Friday, 10 March 2017

Anthony Burgess: A Clockwork Archive

BBC Radio 4 Extra broadcast: 26th February 2017

Anthony Burgess is best known as the author of A Clockwork Orange, published 50 years ago.

Burgess was born in 1917 in one of the poorest areas of North Manchester. It was entirely unpredictable that such a major literary figure and polymath would spring from such a humble background.He remained in Manchester until he graduated from the University, but never went back to live there and was careful to disguise his Northern accent.

Paul Morley - a fellow Northern exile - visits some of the key landmarks of Burgess's early life - Xaverian College where he was taught by strict Catholics from the Xaverian Brothers; the Free Trade Hall where he heard the Hallé Orchestra; Central Library where he began a lifelong process of self-education.

Paul also considers Burgess's continuing passion for writing classical music; his first creative ambition was to be a composer. He wrote over 200 pieces of pieces of classical music, including full-length symphonies and a ballet. Very little of his music was performed during his lifetime, but it is now attracting interest from musicians and academics.
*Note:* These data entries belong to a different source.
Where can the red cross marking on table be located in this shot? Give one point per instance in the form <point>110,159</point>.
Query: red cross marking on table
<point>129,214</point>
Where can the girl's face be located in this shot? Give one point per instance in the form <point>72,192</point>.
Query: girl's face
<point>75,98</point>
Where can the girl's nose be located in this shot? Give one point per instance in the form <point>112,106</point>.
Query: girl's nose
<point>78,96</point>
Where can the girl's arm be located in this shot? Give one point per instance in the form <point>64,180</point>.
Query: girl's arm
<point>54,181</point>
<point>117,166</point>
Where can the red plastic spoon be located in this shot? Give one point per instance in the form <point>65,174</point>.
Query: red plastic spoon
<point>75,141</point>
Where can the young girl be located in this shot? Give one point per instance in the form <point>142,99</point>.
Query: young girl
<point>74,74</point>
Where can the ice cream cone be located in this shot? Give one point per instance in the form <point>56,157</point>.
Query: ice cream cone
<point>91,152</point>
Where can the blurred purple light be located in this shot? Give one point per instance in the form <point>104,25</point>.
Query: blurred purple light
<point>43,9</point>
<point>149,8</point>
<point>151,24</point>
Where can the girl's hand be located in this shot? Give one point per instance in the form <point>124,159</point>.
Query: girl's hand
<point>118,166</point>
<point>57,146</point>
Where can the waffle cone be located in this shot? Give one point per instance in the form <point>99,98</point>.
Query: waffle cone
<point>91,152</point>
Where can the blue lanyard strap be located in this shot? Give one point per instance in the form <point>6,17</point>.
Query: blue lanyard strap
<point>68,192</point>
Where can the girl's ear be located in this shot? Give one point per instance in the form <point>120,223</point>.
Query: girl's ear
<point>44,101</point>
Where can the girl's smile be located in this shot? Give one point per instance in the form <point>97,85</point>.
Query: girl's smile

Burgess's legacy includes not only 33 published novels, two autobiographies and a large amount of journalism but a previously unheard archive of about 800 audio cassettes and home movies. Paul Morley visits The International Anthony Burgess Foundation in Manchester, which is cataloguing this rich, diverse and remarkable archive.

Contributors include Dr Andrew Biswell, biographer of Anthony Burgess and Director of The International Anthony Burgess Foundation; Paul Philips, author of a book about Burgess's music; and Dr Kevin Malone an expert on the music Burgess himself wrote for his own dramatized version of A Clockwork Orange.